Hakim Bey, The temporary autonomous zone. <http://hermetic.com/bey/taz3.html#labelThePsychotopology>

Se a guinada comunicativa não foi radical o suficiente, será que se poderia pensar em uma “guinada revolucionária” do planejamento? Ou compreender o planejamento como forma de insurreição?

Em outras palavras, será que o planejamento espacial poderia ser visto como uma ação (sócio-política) com a capacidade de levar a uma transformação mais profunda (revolução) nas relações sociais e políticas? Ou, ao menos, que poderia contribuir para movimentos de rebelião ou revolta? Ou à insurgência e resistência?

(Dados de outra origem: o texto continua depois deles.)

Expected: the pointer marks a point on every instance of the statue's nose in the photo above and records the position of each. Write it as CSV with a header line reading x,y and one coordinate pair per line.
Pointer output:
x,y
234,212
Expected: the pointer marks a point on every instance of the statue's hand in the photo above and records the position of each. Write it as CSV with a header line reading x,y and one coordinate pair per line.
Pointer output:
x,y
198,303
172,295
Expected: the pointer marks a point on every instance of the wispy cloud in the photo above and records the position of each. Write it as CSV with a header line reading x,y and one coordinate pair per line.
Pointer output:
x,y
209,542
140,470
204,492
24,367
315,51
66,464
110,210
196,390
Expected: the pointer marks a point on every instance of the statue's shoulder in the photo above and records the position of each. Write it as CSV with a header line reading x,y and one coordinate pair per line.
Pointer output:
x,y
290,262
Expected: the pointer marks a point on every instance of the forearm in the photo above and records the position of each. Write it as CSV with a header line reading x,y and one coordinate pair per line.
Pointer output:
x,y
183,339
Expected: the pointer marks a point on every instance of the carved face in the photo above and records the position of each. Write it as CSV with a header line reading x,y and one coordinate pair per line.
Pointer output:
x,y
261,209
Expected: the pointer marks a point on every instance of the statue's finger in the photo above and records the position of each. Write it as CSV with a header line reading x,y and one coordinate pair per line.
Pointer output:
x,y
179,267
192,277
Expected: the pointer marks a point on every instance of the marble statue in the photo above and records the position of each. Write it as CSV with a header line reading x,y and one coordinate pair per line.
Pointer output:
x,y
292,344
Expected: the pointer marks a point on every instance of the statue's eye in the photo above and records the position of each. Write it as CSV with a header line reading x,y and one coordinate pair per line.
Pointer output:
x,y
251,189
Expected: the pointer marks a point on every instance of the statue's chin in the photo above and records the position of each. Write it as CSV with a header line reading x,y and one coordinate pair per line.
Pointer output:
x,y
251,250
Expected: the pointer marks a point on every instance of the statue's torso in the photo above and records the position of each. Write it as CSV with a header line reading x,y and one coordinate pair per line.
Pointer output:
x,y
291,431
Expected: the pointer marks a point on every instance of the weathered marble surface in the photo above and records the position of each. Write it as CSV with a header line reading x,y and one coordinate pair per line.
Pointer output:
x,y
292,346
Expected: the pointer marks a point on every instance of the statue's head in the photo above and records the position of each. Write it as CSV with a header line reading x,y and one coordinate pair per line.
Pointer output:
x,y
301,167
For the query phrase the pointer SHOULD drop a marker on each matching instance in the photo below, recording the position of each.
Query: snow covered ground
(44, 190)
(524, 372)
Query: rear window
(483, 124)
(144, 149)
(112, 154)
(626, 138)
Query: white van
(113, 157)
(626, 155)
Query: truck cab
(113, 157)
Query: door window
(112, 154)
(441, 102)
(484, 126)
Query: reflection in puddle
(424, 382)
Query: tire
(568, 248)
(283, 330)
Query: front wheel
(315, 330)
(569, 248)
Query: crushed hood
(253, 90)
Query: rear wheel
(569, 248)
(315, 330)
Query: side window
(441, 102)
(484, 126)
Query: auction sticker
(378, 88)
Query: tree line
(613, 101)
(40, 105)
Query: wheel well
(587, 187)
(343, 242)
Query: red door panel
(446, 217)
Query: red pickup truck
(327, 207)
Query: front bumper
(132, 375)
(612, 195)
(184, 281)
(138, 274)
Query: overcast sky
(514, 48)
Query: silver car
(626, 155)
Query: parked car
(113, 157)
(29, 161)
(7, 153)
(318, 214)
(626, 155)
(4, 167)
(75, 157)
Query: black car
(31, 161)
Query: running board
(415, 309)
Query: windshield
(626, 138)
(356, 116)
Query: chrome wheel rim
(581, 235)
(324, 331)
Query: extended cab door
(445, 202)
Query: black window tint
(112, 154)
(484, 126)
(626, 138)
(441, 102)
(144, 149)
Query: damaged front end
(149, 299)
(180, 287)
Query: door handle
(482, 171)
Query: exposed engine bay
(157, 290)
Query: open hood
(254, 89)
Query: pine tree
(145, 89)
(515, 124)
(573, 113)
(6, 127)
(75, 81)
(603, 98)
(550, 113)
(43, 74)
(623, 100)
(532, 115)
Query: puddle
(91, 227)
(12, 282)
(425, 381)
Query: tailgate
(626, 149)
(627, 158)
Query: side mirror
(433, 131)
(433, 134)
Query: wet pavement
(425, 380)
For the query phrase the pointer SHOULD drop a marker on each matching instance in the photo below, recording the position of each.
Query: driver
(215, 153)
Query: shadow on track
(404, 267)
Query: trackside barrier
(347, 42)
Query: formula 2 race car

Ou, como nos acreditamos, poderia ser apropriado para apoiar um processo lento e durador (“sustentado”, sic!!) de subversão das sociedades atuais?

No atual item do nosso ensaio vamos refletir sobre uma discussão a respeito de revolução e insurreição e a possibilidade de se pensar nessa “virada revolucionária ou insurgente” do planejamento. Recorremos para isto a um ensaio de Bey (s.a. - 1985). Hakim Bey é o pseudônimo de US-americano Peter Lamborn Wilson; seu texto que se segue é uma tradução e apropriação livre de trechos dessa publicação na internet e parte de preocupações semelhantes às nossas, mas discute a relação enter revolução e insurreição em contextos diferentes.

O autor revela logo sua descrença em relação à possibilidade de revoluções realmente contribuírem para transformações duradouras (“sustentáveis”) nas sociedades contemporâneas. Pois, se pergunta como é possível que “o mundo virado de baixo para cima” sempre consegue se “revirar” depois? Porque a reação sempre segue a revolução como diferentes estações no inferno?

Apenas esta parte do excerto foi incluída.